I don't think extremist Shia Muslims are a big factor: they'd be loath to cooperate with Baathists that tried to kill them just a few years ago, and Iraqis in general are suspicious of non-Iraqis because Saddam spent so much of Iraq's resources in pandering to non-Iraqis in the hope of being the leader of the Arab world. So they'd be left by themselves amongst an unsympathetic population. Plus all they have to do is look at how messed Iran is to know that Islamic theocracy works for nobody.

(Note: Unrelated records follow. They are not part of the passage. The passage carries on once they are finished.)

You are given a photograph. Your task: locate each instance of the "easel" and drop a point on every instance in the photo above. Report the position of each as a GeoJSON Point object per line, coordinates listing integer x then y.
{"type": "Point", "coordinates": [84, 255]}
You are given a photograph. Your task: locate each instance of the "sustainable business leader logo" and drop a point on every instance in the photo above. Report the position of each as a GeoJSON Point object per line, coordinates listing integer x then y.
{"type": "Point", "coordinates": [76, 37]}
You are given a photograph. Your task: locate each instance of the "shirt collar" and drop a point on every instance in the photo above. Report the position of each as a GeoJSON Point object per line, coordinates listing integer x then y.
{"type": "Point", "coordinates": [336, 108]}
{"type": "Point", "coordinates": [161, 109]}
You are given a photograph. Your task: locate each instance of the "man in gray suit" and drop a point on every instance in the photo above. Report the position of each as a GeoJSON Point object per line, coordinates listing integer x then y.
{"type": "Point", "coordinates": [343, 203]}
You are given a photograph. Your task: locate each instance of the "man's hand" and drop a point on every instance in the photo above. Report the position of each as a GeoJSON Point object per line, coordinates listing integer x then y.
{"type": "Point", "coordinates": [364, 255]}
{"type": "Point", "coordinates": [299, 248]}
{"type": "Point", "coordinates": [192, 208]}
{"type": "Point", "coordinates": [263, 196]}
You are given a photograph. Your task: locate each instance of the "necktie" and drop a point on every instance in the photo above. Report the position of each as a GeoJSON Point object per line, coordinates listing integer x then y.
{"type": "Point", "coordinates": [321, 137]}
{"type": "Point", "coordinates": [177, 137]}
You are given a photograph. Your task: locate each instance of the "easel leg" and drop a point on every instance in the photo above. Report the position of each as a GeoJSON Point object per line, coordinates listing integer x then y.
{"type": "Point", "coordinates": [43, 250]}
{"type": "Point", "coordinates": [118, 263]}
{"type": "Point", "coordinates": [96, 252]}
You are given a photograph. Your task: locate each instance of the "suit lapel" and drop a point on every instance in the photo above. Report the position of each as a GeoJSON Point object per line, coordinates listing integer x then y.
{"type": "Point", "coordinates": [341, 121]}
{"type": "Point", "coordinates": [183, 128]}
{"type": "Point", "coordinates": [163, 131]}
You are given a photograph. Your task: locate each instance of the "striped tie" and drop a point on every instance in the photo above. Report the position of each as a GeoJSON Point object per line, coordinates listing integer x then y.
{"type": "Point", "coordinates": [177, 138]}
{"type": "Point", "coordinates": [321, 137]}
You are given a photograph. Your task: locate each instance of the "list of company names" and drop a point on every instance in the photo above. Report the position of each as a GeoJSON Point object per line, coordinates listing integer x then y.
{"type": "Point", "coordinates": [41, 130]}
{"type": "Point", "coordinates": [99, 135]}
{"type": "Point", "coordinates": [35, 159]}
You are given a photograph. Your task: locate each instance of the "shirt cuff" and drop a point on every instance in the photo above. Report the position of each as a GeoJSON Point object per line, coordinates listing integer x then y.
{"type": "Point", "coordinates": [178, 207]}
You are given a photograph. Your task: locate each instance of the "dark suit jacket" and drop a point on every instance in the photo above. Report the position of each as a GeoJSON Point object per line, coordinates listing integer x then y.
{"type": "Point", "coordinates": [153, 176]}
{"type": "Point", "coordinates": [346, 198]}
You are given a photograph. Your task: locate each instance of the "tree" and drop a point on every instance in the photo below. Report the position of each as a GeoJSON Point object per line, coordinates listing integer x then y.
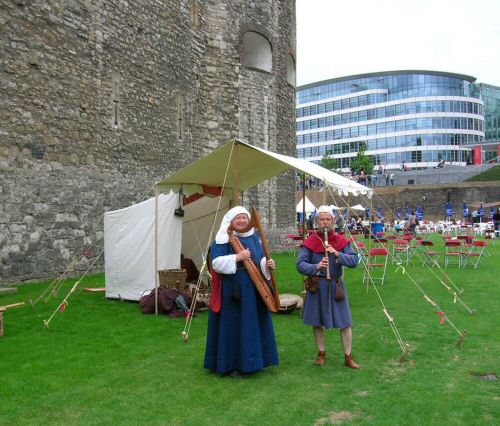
{"type": "Point", "coordinates": [362, 162]}
{"type": "Point", "coordinates": [328, 162]}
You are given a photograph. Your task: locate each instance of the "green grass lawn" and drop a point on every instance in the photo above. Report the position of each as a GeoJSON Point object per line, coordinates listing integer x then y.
{"type": "Point", "coordinates": [104, 362]}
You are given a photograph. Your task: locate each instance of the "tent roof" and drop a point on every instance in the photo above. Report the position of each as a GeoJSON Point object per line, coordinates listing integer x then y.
{"type": "Point", "coordinates": [358, 207]}
{"type": "Point", "coordinates": [238, 165]}
{"type": "Point", "coordinates": [309, 206]}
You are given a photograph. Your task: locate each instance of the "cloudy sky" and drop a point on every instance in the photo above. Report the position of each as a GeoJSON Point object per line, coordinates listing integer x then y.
{"type": "Point", "coordinates": [337, 38]}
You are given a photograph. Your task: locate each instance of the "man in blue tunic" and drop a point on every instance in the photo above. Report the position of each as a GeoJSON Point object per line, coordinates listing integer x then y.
{"type": "Point", "coordinates": [240, 337]}
{"type": "Point", "coordinates": [324, 307]}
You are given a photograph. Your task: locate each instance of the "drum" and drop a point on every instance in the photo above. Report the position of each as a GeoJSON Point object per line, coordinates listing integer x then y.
{"type": "Point", "coordinates": [289, 302]}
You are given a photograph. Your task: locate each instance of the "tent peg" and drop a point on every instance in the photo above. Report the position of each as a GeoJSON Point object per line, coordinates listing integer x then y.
{"type": "Point", "coordinates": [461, 339]}
{"type": "Point", "coordinates": [405, 353]}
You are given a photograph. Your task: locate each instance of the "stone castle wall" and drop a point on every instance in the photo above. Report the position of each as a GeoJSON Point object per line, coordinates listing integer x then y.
{"type": "Point", "coordinates": [102, 98]}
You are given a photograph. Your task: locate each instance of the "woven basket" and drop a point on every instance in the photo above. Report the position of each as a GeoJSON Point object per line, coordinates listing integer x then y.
{"type": "Point", "coordinates": [173, 278]}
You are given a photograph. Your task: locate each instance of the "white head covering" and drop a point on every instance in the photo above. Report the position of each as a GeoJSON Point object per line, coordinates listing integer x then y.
{"type": "Point", "coordinates": [324, 209]}
{"type": "Point", "coordinates": [222, 237]}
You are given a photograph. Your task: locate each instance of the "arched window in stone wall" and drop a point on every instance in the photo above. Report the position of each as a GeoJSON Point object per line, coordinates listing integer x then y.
{"type": "Point", "coordinates": [290, 69]}
{"type": "Point", "coordinates": [257, 51]}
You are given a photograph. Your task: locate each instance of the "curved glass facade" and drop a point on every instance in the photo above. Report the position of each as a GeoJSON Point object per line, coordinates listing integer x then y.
{"type": "Point", "coordinates": [416, 117]}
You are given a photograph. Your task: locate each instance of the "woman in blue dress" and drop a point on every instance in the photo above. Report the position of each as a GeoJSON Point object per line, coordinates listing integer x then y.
{"type": "Point", "coordinates": [321, 309]}
{"type": "Point", "coordinates": [240, 337]}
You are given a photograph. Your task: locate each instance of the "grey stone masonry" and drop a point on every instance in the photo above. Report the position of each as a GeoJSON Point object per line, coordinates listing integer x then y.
{"type": "Point", "coordinates": [100, 99]}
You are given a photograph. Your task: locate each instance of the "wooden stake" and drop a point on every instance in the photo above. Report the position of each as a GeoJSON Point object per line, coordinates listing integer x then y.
{"type": "Point", "coordinates": [405, 353]}
{"type": "Point", "coordinates": [13, 305]}
{"type": "Point", "coordinates": [461, 339]}
{"type": "Point", "coordinates": [1, 321]}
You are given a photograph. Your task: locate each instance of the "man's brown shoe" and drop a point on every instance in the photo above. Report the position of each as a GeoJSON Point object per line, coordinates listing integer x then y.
{"type": "Point", "coordinates": [349, 361]}
{"type": "Point", "coordinates": [321, 359]}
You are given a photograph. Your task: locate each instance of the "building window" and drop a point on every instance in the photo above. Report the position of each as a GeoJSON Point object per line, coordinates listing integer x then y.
{"type": "Point", "coordinates": [115, 100]}
{"type": "Point", "coordinates": [257, 51]}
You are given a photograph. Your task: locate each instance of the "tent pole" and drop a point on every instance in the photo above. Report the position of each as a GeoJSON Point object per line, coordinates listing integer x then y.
{"type": "Point", "coordinates": [156, 249]}
{"type": "Point", "coordinates": [237, 176]}
{"type": "Point", "coordinates": [304, 226]}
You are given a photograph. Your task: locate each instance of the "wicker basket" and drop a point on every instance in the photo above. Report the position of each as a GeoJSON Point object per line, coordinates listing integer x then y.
{"type": "Point", "coordinates": [173, 278]}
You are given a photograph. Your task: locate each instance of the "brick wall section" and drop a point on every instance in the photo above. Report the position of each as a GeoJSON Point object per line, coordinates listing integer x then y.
{"type": "Point", "coordinates": [173, 71]}
{"type": "Point", "coordinates": [390, 198]}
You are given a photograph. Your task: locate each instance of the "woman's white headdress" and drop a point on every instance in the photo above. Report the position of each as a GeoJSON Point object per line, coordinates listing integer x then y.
{"type": "Point", "coordinates": [222, 237]}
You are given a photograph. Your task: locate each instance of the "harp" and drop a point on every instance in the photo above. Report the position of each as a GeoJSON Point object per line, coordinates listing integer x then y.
{"type": "Point", "coordinates": [268, 290]}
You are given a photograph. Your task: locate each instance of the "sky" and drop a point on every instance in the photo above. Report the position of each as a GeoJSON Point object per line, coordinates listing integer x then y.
{"type": "Point", "coordinates": [337, 38]}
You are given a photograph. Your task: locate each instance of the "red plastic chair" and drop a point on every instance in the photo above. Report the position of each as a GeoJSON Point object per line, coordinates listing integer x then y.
{"type": "Point", "coordinates": [473, 256]}
{"type": "Point", "coordinates": [429, 254]}
{"type": "Point", "coordinates": [400, 251]}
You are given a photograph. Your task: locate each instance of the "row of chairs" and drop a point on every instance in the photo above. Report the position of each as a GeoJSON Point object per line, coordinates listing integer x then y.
{"type": "Point", "coordinates": [463, 252]}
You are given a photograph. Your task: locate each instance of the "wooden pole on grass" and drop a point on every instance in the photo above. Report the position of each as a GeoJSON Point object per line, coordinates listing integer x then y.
{"type": "Point", "coordinates": [156, 249]}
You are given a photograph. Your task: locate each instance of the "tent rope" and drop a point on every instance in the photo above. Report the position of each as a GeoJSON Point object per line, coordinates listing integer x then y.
{"type": "Point", "coordinates": [434, 304]}
{"type": "Point", "coordinates": [190, 315]}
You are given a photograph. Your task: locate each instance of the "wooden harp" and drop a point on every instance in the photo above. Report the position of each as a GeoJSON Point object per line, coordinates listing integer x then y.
{"type": "Point", "coordinates": [268, 290]}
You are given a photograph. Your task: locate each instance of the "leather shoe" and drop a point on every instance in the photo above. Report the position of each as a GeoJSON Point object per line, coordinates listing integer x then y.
{"type": "Point", "coordinates": [235, 374]}
{"type": "Point", "coordinates": [350, 362]}
{"type": "Point", "coordinates": [321, 359]}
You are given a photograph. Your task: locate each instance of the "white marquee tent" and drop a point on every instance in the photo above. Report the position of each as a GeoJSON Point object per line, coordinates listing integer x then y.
{"type": "Point", "coordinates": [148, 237]}
{"type": "Point", "coordinates": [309, 206]}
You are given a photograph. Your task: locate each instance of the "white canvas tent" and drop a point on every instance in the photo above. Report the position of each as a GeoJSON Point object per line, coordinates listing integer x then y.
{"type": "Point", "coordinates": [358, 207]}
{"type": "Point", "coordinates": [309, 206]}
{"type": "Point", "coordinates": [129, 246]}
{"type": "Point", "coordinates": [152, 233]}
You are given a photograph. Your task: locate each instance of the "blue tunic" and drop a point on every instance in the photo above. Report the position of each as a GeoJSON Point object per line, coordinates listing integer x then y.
{"type": "Point", "coordinates": [320, 307]}
{"type": "Point", "coordinates": [241, 336]}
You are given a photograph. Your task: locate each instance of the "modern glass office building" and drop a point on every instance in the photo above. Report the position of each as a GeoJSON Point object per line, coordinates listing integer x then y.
{"type": "Point", "coordinates": [416, 117]}
{"type": "Point", "coordinates": [491, 97]}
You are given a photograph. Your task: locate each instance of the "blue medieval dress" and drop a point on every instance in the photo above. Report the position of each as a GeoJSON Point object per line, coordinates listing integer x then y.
{"type": "Point", "coordinates": [320, 307]}
{"type": "Point", "coordinates": [241, 335]}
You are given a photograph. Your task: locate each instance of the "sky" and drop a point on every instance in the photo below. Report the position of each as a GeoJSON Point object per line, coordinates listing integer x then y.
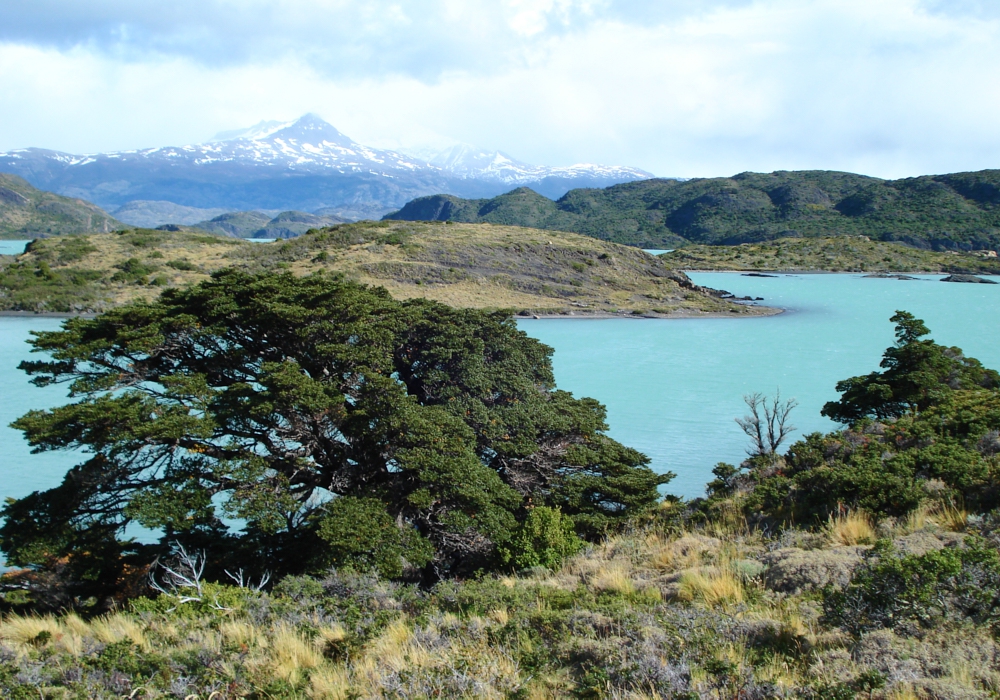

Add it up, and you see that the US problem can't be solved by delegating responsibility to the UN, or packing up and going home, or anything else the Left says. Because the enemy is not just targeting America: they are targeting the people of Iraq. None of the people setting up car bombs and blowing up buildings and helicopters are doing it because of short-term spite against America (that, of course, is the problem with the Left, and hence they project their problem as the attackers'). They blew up places like the UN and the ICRC because Iraq is an opportunity for them. America recognizes Iraq as an opportunity to create a democracy in a region where none exists. However, the opportunity is, as the Chinese proverb goes, also a danger where a renewed Baathist or Wahhabi regime can take over. The only way you can solve the problem is to kill the bastards, which will mean better border control, improved intelligence, and accelerating the development of the local Iraqi security apparatus. Local Iraqis can easily get into areas of rich intelligence and can more rapidly adapt to local conditions. In sum: more American involvement in Iraq, not less.